The Toronto Stock Exchange oil and gas index, in the first full day of trading since the deadly attacks Tuesday, fell more than 3 per cent to 8,844 points, a loss of 336 points. It gave up all the ground it gained Tuesday in the brief trading session before the exchange was shut down, when it shot up 183 points to 9,181.
"We're getting creamed," said Martin Molyneaux, research director at FirstEnergy Capital Corp. in Calgary.
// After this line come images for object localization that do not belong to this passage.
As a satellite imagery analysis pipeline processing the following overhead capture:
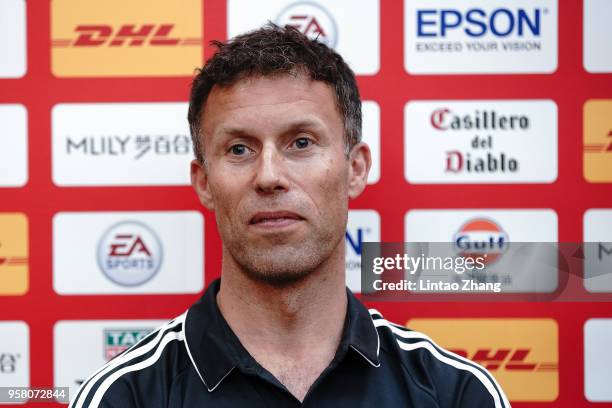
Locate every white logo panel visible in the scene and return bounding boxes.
[0,321,29,389]
[405,0,558,74]
[584,319,612,401]
[584,0,612,73]
[52,103,193,186]
[405,100,558,183]
[584,209,612,292]
[405,209,558,292]
[362,101,380,184]
[228,0,380,75]
[0,0,26,78]
[53,211,204,295]
[54,320,169,402]
[346,210,380,292]
[405,209,558,242]
[0,105,27,187]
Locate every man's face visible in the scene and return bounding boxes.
[191,72,370,285]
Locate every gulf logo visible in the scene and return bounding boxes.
[453,218,508,264]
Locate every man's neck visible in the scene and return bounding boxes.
[216,244,348,401]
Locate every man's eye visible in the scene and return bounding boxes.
[229,144,248,155]
[293,137,312,149]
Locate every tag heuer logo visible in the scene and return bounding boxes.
[103,328,153,360]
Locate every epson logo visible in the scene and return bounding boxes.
[346,228,367,256]
[345,210,380,292]
[405,1,557,74]
[416,8,545,38]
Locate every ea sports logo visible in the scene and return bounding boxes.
[97,221,163,286]
[453,218,508,265]
[276,2,338,48]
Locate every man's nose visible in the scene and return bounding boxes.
[253,144,289,194]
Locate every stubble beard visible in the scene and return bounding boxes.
[226,228,343,287]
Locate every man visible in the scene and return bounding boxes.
[71,24,510,408]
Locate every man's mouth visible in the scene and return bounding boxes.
[249,211,304,227]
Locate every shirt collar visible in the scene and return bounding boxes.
[184,279,380,392]
[345,285,381,368]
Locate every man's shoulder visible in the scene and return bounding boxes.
[69,313,192,408]
[368,309,511,408]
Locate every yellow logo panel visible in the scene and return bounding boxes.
[0,213,28,295]
[407,318,558,402]
[584,100,612,183]
[51,0,203,77]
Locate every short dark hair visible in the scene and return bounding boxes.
[187,23,362,164]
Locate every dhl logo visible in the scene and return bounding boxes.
[450,348,558,372]
[584,100,612,182]
[51,0,202,76]
[584,129,612,153]
[0,256,28,266]
[0,213,28,295]
[407,318,558,401]
[52,24,202,48]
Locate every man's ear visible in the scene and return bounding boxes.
[190,159,215,211]
[347,142,372,199]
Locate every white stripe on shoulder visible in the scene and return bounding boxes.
[373,317,510,408]
[89,329,185,408]
[397,340,504,408]
[70,313,186,408]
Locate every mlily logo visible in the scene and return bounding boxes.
[451,348,558,372]
[52,24,202,47]
[584,129,612,153]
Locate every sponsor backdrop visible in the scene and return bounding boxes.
[0,0,611,406]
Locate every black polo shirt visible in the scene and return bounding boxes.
[71,279,510,408]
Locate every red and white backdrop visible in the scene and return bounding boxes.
[1,0,612,406]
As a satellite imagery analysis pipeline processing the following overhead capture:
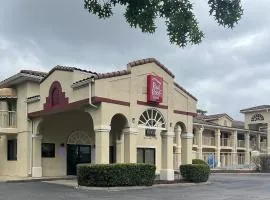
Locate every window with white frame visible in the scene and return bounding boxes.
[138,109,166,130]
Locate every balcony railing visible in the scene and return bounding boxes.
[221,138,231,147]
[237,140,245,148]
[203,136,215,146]
[261,142,267,151]
[193,137,198,145]
[0,111,17,128]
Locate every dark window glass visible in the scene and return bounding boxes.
[7,139,17,160]
[137,148,155,165]
[51,88,60,106]
[145,129,156,137]
[42,143,55,158]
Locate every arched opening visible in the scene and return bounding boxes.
[109,113,128,164]
[66,131,92,175]
[40,111,94,176]
[138,108,166,130]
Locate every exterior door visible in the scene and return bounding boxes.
[67,144,91,175]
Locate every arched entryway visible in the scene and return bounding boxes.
[38,111,94,177]
[66,131,92,175]
[109,113,129,163]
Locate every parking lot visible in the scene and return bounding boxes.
[0,174,269,200]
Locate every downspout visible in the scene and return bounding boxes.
[89,77,97,109]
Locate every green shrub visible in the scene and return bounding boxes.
[192,159,208,165]
[77,163,156,187]
[180,164,210,183]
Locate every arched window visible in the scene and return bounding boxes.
[67,131,91,145]
[251,113,264,122]
[138,108,166,130]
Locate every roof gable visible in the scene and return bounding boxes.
[127,58,175,78]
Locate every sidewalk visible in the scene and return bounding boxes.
[0,176,76,183]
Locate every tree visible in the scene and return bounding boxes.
[83,0,243,47]
[197,109,207,115]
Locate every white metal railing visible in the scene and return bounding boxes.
[0,111,17,128]
[221,138,231,147]
[203,136,215,146]
[249,142,257,150]
[237,140,245,148]
[238,153,245,165]
[261,142,267,151]
[193,137,198,145]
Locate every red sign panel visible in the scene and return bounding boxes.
[147,75,163,104]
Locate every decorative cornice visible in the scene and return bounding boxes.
[94,125,111,132]
[137,101,168,109]
[181,133,193,139]
[123,127,139,135]
[174,110,197,117]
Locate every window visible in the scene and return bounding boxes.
[51,88,60,106]
[42,143,55,158]
[138,109,166,130]
[145,129,156,137]
[251,113,264,122]
[7,139,17,160]
[137,148,155,165]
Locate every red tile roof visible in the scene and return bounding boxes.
[40,65,97,83]
[127,58,175,78]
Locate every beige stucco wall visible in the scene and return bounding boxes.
[0,82,39,177]
[217,116,233,127]
[0,61,197,178]
[41,111,94,177]
[244,111,270,128]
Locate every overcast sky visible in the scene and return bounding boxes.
[1,0,270,120]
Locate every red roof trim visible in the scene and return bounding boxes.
[92,96,130,107]
[137,101,168,109]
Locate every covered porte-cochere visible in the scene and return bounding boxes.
[30,105,193,180]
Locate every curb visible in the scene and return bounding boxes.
[4,176,76,183]
[45,181,211,192]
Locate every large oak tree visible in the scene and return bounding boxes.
[84,0,243,47]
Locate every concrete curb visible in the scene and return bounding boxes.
[4,176,76,183]
[43,180,211,192]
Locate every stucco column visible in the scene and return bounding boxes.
[232,130,238,166]
[267,129,270,154]
[116,133,124,163]
[175,126,182,169]
[215,129,221,167]
[32,135,43,178]
[124,127,138,163]
[94,125,110,164]
[197,127,203,160]
[160,131,174,181]
[257,134,261,151]
[181,132,193,165]
[245,132,250,164]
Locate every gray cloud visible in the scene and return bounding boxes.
[1,0,270,120]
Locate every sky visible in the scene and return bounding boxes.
[1,0,270,120]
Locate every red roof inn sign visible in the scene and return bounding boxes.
[147,75,163,104]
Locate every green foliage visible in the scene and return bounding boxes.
[180,164,211,183]
[192,159,208,165]
[84,0,243,47]
[77,163,156,187]
[252,154,270,172]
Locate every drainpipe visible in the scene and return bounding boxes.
[89,77,97,109]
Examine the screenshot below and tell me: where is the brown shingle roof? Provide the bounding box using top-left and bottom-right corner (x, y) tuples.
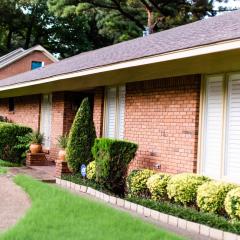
(1, 10), (240, 88)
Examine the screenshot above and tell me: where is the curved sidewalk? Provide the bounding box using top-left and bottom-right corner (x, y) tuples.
(0, 175), (31, 232)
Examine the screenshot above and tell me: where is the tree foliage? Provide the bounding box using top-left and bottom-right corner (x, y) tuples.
(47, 0), (235, 43)
(0, 0), (237, 57)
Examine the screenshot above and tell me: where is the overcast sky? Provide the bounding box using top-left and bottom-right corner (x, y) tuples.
(214, 0), (240, 9)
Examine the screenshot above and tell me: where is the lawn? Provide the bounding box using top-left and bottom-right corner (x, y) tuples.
(0, 175), (183, 240)
(0, 167), (7, 174)
(0, 160), (21, 167)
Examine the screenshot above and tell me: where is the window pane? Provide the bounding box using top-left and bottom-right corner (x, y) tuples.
(31, 61), (43, 70)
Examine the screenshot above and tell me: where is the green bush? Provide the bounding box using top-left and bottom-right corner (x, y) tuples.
(197, 181), (237, 214)
(0, 122), (32, 163)
(66, 98), (96, 172)
(127, 169), (154, 197)
(167, 173), (209, 206)
(86, 161), (96, 180)
(92, 138), (138, 195)
(147, 173), (171, 200)
(225, 187), (240, 220)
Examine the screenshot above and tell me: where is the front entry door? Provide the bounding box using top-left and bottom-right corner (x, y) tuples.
(40, 94), (52, 149)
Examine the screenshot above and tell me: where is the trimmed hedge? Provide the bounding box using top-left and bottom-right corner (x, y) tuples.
(92, 138), (138, 196)
(0, 122), (32, 163)
(167, 173), (209, 206)
(225, 187), (240, 220)
(127, 169), (154, 197)
(197, 181), (237, 214)
(66, 98), (96, 172)
(147, 173), (171, 200)
(127, 197), (240, 235)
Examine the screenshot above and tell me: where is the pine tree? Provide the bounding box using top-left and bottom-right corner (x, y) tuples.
(66, 97), (96, 172)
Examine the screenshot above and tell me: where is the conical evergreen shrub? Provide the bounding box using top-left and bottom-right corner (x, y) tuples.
(66, 97), (96, 172)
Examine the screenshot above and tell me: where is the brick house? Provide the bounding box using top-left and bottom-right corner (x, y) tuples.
(0, 45), (58, 80)
(0, 11), (240, 182)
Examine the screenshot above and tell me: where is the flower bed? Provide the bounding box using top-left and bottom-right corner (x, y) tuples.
(57, 177), (240, 240)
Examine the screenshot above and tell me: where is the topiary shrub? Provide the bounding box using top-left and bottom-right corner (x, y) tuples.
(92, 138), (138, 196)
(0, 122), (32, 163)
(197, 181), (237, 214)
(147, 173), (171, 200)
(225, 187), (240, 220)
(127, 169), (154, 197)
(66, 98), (96, 172)
(167, 173), (209, 206)
(86, 161), (96, 180)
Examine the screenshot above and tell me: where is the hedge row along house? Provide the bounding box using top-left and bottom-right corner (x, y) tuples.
(0, 10), (240, 183)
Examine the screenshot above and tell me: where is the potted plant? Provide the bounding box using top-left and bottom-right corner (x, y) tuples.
(29, 131), (44, 154)
(57, 134), (68, 161)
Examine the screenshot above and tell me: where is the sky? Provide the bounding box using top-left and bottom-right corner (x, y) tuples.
(214, 0), (240, 9)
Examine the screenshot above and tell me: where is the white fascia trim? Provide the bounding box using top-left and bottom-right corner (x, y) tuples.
(1, 38), (240, 91)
Talisman Energy Inc. of Calgary led the way down, falling $4.65 to close at $55.85, its lowest level since July. The stock traded as low as $54.75 during the session. Analysts said Talisman is the most vulnerable oil firm because of its operations in Sudan, a company with a history of harbouring terrorists, including those linked to Osama bin Laden. The exiled Saudi extremist is considered the chief suspect behind the attacks, although conclusive evidence has not emerged.
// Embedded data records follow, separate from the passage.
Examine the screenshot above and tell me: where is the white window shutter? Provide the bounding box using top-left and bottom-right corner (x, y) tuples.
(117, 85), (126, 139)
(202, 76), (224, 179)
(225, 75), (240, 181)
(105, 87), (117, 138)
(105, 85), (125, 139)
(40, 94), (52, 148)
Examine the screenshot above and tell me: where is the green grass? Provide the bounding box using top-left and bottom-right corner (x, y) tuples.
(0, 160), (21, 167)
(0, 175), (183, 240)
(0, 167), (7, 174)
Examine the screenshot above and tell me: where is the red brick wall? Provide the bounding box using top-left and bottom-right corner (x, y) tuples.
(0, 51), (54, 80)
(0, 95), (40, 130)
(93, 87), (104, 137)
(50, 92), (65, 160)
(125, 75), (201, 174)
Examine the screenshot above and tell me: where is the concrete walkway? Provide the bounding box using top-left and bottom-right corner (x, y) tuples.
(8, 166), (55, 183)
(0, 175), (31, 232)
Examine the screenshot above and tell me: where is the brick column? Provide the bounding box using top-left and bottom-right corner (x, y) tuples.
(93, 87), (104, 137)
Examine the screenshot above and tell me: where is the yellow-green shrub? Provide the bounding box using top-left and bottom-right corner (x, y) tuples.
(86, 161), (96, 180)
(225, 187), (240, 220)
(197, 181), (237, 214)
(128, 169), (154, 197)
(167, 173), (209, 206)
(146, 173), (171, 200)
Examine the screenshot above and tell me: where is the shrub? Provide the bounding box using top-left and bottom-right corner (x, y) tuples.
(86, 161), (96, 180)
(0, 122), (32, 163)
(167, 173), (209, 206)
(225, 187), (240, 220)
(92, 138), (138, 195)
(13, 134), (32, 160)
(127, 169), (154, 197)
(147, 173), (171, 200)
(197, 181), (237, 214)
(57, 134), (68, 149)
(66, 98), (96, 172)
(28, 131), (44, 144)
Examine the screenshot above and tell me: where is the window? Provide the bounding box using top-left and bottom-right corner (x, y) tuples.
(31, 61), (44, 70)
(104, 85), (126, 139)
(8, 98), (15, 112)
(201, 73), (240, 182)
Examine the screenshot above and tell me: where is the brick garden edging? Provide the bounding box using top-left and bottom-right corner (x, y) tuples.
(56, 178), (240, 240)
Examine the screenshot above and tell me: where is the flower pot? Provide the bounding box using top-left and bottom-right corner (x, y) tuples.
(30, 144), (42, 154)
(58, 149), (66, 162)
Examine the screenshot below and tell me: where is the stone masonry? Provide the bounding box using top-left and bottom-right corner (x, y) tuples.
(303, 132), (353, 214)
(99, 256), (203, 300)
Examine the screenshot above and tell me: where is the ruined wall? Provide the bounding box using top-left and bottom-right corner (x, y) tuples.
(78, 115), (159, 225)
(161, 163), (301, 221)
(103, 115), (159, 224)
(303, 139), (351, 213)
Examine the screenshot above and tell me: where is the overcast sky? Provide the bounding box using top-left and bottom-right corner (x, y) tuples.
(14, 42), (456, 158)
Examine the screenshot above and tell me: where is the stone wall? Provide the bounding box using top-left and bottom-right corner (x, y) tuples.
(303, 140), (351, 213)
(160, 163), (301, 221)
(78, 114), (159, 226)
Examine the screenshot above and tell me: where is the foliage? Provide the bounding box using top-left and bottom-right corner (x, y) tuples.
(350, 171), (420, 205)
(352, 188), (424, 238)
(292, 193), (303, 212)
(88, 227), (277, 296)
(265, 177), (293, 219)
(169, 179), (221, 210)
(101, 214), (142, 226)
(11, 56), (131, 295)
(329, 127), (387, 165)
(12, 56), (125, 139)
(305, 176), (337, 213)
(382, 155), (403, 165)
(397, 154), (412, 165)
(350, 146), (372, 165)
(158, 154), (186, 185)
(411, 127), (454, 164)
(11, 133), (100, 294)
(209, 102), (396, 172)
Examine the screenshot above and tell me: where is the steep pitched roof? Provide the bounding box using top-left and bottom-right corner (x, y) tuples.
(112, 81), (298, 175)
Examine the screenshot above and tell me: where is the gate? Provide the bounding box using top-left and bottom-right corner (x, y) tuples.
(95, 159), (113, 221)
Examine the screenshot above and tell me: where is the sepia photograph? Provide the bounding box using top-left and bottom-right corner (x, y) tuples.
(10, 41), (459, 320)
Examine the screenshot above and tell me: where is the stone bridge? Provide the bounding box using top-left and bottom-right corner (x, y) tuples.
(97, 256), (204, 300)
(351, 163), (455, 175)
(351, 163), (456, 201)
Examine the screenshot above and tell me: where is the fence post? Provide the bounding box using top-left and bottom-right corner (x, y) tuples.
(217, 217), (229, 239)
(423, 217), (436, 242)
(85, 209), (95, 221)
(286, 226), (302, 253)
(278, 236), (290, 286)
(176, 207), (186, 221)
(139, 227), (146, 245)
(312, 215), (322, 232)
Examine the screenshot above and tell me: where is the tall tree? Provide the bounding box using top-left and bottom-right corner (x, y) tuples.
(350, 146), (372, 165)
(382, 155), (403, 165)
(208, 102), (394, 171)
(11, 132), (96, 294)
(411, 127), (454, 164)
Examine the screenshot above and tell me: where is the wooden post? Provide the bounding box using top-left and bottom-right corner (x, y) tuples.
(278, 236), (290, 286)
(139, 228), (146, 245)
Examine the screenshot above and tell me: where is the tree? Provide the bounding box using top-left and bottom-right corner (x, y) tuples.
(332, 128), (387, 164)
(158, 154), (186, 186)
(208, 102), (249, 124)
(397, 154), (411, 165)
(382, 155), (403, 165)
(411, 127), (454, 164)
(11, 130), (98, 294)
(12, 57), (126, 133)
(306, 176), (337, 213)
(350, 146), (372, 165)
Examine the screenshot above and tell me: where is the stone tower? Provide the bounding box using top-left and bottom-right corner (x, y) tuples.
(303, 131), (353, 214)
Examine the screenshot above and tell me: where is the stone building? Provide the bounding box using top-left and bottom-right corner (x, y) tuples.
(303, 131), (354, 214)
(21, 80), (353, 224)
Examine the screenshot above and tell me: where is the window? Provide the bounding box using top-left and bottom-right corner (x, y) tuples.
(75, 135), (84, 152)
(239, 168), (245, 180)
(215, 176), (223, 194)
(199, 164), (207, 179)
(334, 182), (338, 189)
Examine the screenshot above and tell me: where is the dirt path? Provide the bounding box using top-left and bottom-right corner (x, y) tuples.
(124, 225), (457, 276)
But the retreat from oil and gas as a whole left many analysts, who had predicted investors would head for the sector over concerns that Tuesday's attacks threaten Middle East oil supplies. "It's the inverse of what we thought would happen," Mr. Molyneaux said. "We're all scratching our heads."
Among the senior producers, Alberta Energy Co. Ltd. was down $3.59 to $55.06, and PanCanadian Petroleum Ltd. down $2.43 to $43.07. Among the integrated oil companies, Imperial Oil Ltd. was down $1.35 to $43.90 and Petro-Canada down $1.51 to $40.50. In the service group, Precision Drilling Corp. fell 91 cents to $37.19.
Some analysts suggested the day should be considered exceptional because of the continued shutdown of the U.S. exchanges.
"It's perhaps an anomaly and people are waiting to see how the larger U.S. markets react," said Alistair Toward, an analyst with HSBC Securities Inc. in Calgary.
Nevertheless, analysts struggled to explain the day's stock movements. Most agreed part of the decline could be attributed to stocks retreating to levels before the attacks raised the possibility of supply disruptions from the Middle East and drove up the price of oil and oil company stocks.
Oil prices have since retreated to close to previous levels as statements from officials with the Organization of Petroleum Exporting Countries (OPEC) calmed fears of supply cutoffs.
"Oil supply has not been disrupted and there's no expectation that it will be disrupted," said Peter Linder, an analyst with Research Capital Corp. in Calgary.
In the longer term, he predicted oil and gas stocks would continue to drop as the weakening economy erodes demand for oil and gas.
Mr. Molyneaux said institutional investors looking for cash may also be liquidating some holdings.